Half of our readers have probably never heard a G Jones track, but his ruthless sound design made for the perfect set on the Amazonia stage.
With a refreshing change of pace, I don’t think I heard a single vocal riff for the first 30 minutes of his set. Nonetheless, I couldn’t have danced harder to the tremendous filth and incessant grime that permeated the crowd. It was extremely satisfying to be part of such a massive group of people who simply wanted to lose their mind to grungy masterworks, especially since Brillz was simultaneously performing on the mainstage. This unified sense of bewilderment was best depicted as Jones dropped Mr. Carmack’s ‘Solutions.’ After giving a classic shoutout to the king of underground trap, the crowd went absolute ape shit as an awe-inspiring sub-bass complimented Atlanta rapper Donnis explaining how he “can’t feel his f*cking face.”
The festival’s first day portrayed this unique approach to entrancing live sets perfectly, as G Jones acted as a microcosm for a lineup chock-full of euphoric aesthetics. With lesser-known crowd killers such as Illenium and Buku, and household names like The Glitch Mob and GRiZ sharing the spotlight, the vibe-heavy energy was endless. However, the closing conflicts are truly representative of my sole complaint for the entire weekend.
I usually tend to find few (if any at all) conflicts for a two-day festival. Imagine may have had a litany of indisputable talent, yes, but the lineup conflicts that presented themselves were certainly avoidable. Take, for instance, Tipper and The Glitch Mob. These are two of the highest paid – and certainly most talented as well – performances of the entire weekend. Both deserve headlining time slots at most festivals, but placing them at the SAME EXACT beginning and ending time is robbing fans of a possible life changing experience. Moreover, this same larceny revealed itself the following night with headliners Dada Life and Datsik sharing the same time slots.
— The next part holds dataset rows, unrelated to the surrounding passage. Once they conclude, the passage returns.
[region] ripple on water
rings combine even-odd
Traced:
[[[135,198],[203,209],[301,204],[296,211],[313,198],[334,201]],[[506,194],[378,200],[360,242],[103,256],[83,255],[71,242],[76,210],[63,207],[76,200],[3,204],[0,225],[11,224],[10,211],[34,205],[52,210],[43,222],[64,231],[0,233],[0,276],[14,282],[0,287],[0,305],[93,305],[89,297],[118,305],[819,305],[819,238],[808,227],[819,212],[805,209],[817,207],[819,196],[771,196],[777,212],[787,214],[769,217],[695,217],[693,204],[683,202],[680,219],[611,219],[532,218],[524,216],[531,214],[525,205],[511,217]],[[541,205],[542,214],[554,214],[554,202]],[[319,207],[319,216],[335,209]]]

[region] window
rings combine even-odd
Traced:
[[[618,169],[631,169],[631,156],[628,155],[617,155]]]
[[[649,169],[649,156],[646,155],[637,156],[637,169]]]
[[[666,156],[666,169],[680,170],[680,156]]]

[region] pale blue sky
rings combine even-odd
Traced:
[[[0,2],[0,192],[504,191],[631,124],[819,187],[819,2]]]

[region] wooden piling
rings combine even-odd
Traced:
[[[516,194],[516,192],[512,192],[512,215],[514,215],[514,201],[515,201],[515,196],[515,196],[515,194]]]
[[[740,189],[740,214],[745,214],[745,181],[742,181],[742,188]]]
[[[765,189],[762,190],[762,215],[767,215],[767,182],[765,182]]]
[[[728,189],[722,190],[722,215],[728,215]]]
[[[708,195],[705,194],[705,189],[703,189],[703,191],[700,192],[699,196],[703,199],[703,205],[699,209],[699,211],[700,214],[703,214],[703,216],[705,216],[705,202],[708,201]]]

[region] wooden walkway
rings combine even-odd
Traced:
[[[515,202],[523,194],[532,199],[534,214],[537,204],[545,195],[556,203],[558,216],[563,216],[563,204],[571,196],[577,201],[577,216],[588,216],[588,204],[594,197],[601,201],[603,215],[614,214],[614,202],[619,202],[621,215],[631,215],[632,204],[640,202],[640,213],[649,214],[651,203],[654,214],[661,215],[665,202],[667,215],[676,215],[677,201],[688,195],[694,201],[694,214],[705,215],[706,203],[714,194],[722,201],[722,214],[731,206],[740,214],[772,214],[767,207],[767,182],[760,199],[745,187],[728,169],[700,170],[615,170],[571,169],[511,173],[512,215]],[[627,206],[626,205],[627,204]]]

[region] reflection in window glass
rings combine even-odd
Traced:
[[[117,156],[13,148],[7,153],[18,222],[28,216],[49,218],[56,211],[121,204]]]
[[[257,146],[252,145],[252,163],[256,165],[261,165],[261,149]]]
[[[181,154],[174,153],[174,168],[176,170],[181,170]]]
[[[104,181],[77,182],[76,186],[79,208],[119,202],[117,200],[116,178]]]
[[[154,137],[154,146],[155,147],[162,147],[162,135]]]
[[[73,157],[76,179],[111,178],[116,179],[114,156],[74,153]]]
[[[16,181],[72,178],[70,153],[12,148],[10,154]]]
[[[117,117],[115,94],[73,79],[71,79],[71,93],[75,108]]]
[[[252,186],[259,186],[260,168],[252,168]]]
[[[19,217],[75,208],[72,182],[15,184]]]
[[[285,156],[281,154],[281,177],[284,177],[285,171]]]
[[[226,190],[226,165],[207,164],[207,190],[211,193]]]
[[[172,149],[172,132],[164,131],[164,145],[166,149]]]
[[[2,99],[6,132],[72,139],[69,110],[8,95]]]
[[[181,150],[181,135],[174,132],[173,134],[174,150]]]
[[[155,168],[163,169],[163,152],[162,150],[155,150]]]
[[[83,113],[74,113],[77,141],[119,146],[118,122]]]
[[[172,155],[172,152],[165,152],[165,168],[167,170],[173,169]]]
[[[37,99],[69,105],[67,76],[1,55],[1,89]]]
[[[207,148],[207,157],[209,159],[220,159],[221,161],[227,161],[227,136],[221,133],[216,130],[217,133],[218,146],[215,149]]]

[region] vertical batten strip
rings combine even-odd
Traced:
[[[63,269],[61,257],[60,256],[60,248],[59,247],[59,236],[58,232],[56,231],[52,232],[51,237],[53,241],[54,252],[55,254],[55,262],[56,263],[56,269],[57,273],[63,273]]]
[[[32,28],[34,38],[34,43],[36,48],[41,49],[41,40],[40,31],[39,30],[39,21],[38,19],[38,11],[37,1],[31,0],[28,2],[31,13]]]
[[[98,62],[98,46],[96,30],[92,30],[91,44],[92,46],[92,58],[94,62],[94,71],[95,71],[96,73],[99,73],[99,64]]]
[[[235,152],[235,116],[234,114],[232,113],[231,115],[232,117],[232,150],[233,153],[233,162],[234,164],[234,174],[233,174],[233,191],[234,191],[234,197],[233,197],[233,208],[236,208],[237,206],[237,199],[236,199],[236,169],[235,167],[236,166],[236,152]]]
Regardless, the second day was an absolute mind-blower as well, with 12th Planet, Crizzly, and Datsik being my favorite sets of the night. Acting as the grand finale for IRIS Presents’ up-and-coming festival youngster, it was only fitting that it put on a diverse exhibition of EDM’s most popular genres. I’m certainly partial to dubstep live, so it’s only fair to reveal why two of my favorite performances belong to old-school wubheads.
Just to reiterate, I stand by local ATLiens when I say that Imagine may have set the bar too high for Tomorrowworld this year. On top of the over-saturated, ‘DJ Mag-laden’ lineup, it will be nearly impossible to replicate that overall energy and ungodly talent that Imagine so effortlessly promoted.